Sparse Feature Factorization for Recommender Systems with Knowledge Graphs
Vito Walter Anelli, Tommaso Di Noia, Eugenio Di Sciascio, Antonio, Ferrara, Alberto Carlo Maria Mancino

TL;DR
KGFlex introduces a sparse feature factorization method for recommender systems that improves training efficiency and personalization by focusing on relevant features, enhancing accuracy, diversity, and reducing bias.
Contribution
The paper proposes KGFlex, a novel sparse factorization approach that models user decisions based on relevant item features, enabling more efficient training and personalized recommendations.
Findings
Improves recommendation accuracy and diversity.
Reduces training complexity by focusing on relevant features.

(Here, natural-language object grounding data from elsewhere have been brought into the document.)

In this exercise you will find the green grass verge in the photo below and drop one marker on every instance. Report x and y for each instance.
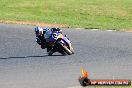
(103, 14)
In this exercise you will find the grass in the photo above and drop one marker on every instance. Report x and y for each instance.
(102, 14)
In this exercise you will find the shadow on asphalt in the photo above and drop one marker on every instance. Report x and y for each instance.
(29, 56)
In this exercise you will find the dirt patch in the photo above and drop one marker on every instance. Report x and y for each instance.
(33, 23)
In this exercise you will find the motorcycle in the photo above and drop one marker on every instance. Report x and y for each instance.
(59, 42)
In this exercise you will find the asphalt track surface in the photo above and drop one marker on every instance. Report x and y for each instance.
(23, 64)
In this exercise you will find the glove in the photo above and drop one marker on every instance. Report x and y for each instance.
(38, 40)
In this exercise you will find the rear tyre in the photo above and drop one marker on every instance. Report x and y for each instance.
(71, 49)
(65, 48)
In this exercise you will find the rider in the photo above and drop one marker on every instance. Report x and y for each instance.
(42, 35)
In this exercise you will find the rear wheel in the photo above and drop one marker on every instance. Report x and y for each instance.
(66, 49)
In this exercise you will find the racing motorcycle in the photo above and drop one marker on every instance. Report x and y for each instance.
(60, 43)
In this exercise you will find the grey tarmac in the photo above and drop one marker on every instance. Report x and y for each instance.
(23, 64)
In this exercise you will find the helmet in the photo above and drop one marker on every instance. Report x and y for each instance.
(38, 30)
(46, 29)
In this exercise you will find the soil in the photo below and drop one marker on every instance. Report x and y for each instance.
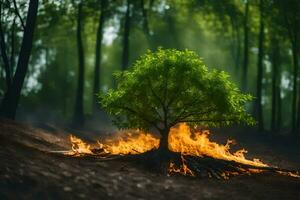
(29, 170)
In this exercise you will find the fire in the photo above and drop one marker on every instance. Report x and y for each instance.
(130, 142)
(183, 169)
(79, 147)
(182, 140)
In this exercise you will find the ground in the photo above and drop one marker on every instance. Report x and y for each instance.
(29, 170)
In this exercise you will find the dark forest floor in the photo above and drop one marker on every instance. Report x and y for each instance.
(29, 171)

Demonstrates effectiveness through extensive experiments.
Abstract
Deep Learning and factorization-based collaborative filtering recommendation models have undoubtedly dominated the scene of recommender systems in recent years. However, despite their outstanding performance, these methods require a training time proportional to the size of the embeddings and it further increases when also side information is considered for the computation of the recommendation list. In fact, in these cases we have that with a large number of high-quality features, the resulting models are more complex and difficult to train. This paper addresses this problem by presenting KGFlex: a sparse factorization approach that grants an even greater degree of expressiveness. To achieve this result, KGFlex analyzes the historical data to understand the dimensions the user decisions depend on (e.g., movie direction, musical genre, nationality of book writer). KGFlex represents each…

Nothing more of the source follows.